The appellee seeks to avoid the force of that opinion by stating that, in recent years, the pendulum of public opinion, as evidenced by the decisions of the Supreme Court and the Acts of Congress, has swung the other way and that now the Supreme Court has subscribed new limits for picketing which were not in effect at the time the Press Publishing Company case was decided. The cases relied on are Building Service Employees Int. Union v. Gazzam, 339 U.S. 532, 70 S.Ct. 784, 94 L.Ed. 1045; Hughes v. Superior Court, 339 U.S. 460, 70 S.Ct. 718, 94 L.Ed. 985; and Int. Brotherhood, C. W. & H. Union v. Hanke, 339 U.S. 470, 70 S.Ct. 773, 94 L.Ed. 995. However at the time counsel for appellee wrote the brief in the instant case, the decision in the case of Boyd v. Deena Artware, Inc., 239 S.W.2d 86, 90, had not been published, and in which we said:

“This Court, in 1941, in Blanford v. Press Publishing Company, 286 Ky. 657, 151 S.W. 2d 440, indicated that it felt itself obliged to follow the decisions of the United States Supreme Court relating to this question; and, in that opinion, we set forth the principle that peaceful picketing of a business establishment is lawful and non-enjoinable even though there be no industrial dispute between the employer and his workers.
“Since that decision, the Supreme Court, in numerous cases, has reaffirmed that principle. Hughes v. Superior Court, 339 U.S. 460, 70 S.Ct. 718, 94 L.Ed. 985, International Brotherhood of Teamsters, Chauffeurs, Warehousemen & Helpers, Union, Local 309 v. Hanke, 339 U.S. 470, 70 S.Ct. 773, 94 L.Ed. 995, and see cases cited, supra. However, this Court is cognizant of a tendency on the part of the Supreme Court to permit the State to enjoin picketing where the declared public policy of the State, in preventing industrial disharmony in a particular situation, outweighs the fundamental right of the members of labor unions to impart their industrial complaint to society. That is to say, the tenor of recent Supreme Court decisions is to allow the State a reasonable discretion in adopting a policy forbidding peaceful picketing; and only where such discretion has been abused will an injunction against peaceful picketing be held to be an invalid deprivation of the right of free speech. As said by Mr. Justice Frankfurter in the case of International Brotherhood of Teamsters, Chauffeurs, Warehousemen & Helpers Union Local 309 v. Hanke, 339 U.S. 470, 70 S.Ct. 773, 775: ‘The effort in the cases has been to strike a balance between the constitutional protection of the element of communication in picketing and “the power of the State to set the limits of permissible contest open to industrial combatants.” (Citation.) A State’s judgment on striking such a balance is of course subject to the limitations of the Fourteenth Amendment.’
“These decisions of course do not indicate an intention of the Supreme Court to depart from the fundamental principle that peaceful picketing is lawful in cases where the State has not declared a contrary public policy.”

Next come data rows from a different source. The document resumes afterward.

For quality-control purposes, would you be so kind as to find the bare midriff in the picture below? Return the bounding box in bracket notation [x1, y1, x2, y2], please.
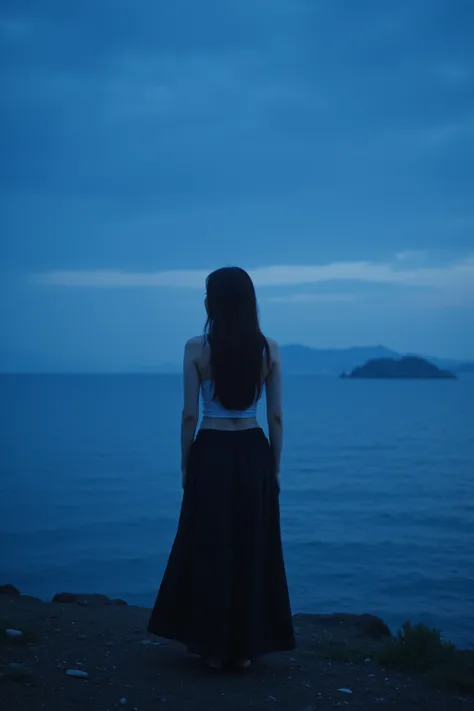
[200, 417, 260, 432]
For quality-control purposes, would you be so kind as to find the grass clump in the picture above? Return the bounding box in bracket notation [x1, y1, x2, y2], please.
[0, 624, 39, 646]
[376, 622, 474, 693]
[314, 642, 373, 664]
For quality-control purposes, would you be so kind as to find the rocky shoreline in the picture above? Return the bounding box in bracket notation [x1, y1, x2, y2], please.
[0, 585, 474, 711]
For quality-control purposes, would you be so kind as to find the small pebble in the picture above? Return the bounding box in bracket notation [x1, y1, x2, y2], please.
[66, 669, 89, 679]
[5, 629, 23, 637]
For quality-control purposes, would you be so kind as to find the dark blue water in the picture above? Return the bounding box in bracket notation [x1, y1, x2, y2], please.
[0, 376, 474, 646]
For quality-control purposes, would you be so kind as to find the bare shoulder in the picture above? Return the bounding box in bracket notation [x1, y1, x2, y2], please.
[267, 338, 280, 363]
[184, 336, 204, 360]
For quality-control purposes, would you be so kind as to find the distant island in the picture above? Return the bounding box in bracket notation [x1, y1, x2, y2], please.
[341, 356, 457, 380]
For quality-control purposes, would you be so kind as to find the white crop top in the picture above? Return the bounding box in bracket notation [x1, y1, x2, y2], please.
[201, 380, 258, 419]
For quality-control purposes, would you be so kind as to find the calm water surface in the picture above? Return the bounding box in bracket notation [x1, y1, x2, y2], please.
[0, 375, 474, 647]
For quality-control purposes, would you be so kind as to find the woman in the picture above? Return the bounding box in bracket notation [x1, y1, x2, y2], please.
[148, 267, 294, 669]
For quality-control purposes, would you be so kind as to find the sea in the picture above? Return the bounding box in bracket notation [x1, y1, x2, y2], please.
[0, 374, 474, 648]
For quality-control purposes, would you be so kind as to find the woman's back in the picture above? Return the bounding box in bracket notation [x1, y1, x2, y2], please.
[184, 336, 281, 430]
[149, 268, 294, 668]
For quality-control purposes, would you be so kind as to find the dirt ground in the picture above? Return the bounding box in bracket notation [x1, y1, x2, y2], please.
[0, 594, 474, 711]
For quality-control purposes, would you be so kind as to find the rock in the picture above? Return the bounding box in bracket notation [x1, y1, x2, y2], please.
[53, 592, 122, 607]
[361, 615, 392, 639]
[0, 662, 33, 683]
[66, 669, 89, 679]
[5, 629, 23, 639]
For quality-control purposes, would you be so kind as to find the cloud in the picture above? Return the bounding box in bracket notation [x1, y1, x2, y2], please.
[33, 253, 474, 290]
[395, 249, 428, 262]
[267, 292, 360, 304]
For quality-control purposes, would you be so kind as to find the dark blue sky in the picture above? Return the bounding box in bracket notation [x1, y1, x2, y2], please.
[0, 0, 474, 369]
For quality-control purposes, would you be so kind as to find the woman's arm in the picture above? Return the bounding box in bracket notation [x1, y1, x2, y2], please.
[181, 340, 199, 488]
[265, 342, 283, 487]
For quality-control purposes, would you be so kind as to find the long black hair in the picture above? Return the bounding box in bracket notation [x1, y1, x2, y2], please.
[205, 267, 271, 410]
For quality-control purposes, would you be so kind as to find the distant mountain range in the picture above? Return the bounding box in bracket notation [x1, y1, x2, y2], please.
[0, 344, 474, 377]
[280, 345, 474, 376]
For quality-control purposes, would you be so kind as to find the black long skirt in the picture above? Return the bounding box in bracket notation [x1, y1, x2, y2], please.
[148, 429, 295, 661]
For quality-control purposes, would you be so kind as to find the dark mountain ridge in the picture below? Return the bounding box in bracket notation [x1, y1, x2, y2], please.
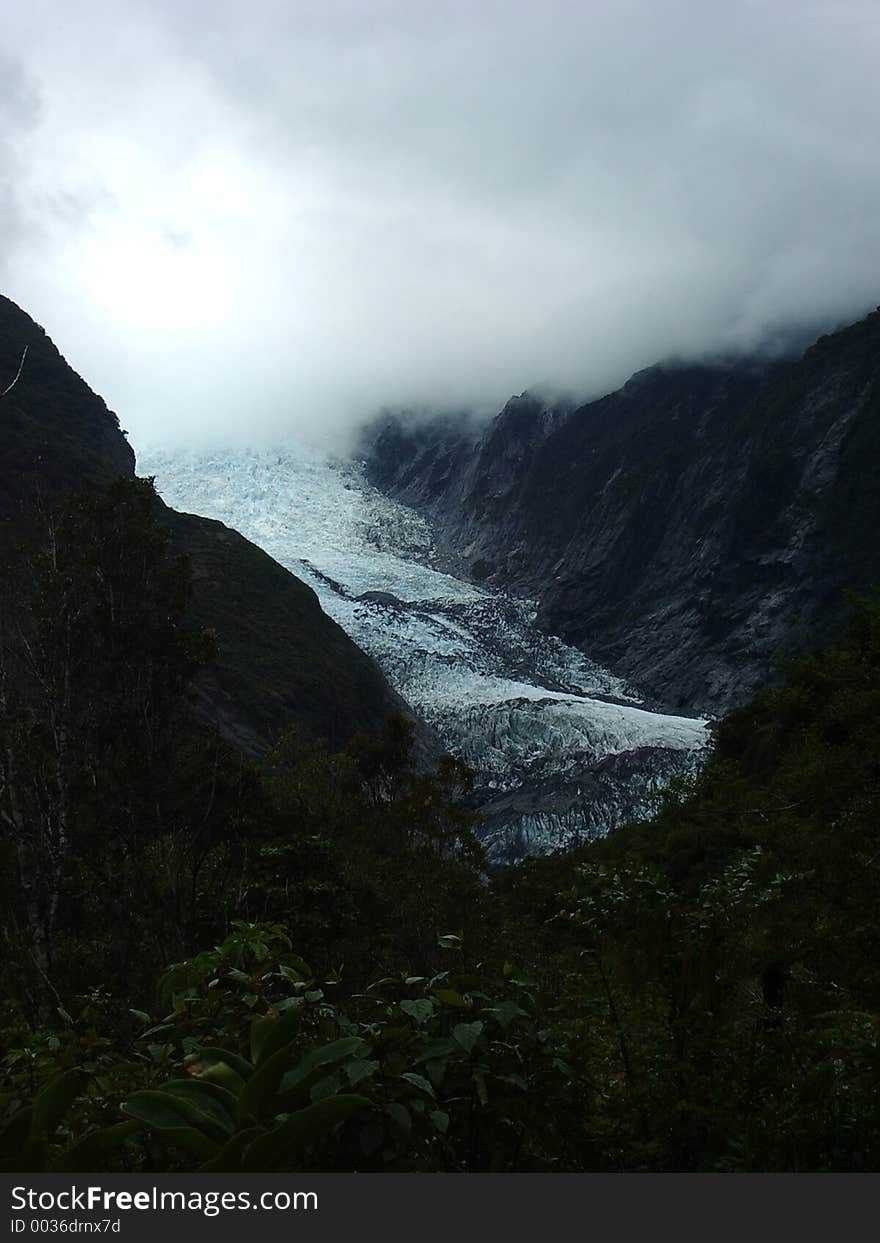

We do not believe that Section 336.130 of Kentucky Revised Statutes announces a public policy that prohibits peaceful picketing.

The facts in the instant case are even stronger, enforcing the conclusion that the Union had the right to picket the Joyce 'Coal Mining Company because the record indicates that this was not in fact the operation of a new mine, but was merely the operation of a new drift mouth to the same seam of coal, under circumstances where the court cannot accept the legal fiction of separate entities because of the change in name.

We are of opinion that the court acted erroneously insofar as peaceful picketing and assembly was enjoined.

Wherefore, the judgment is reversed.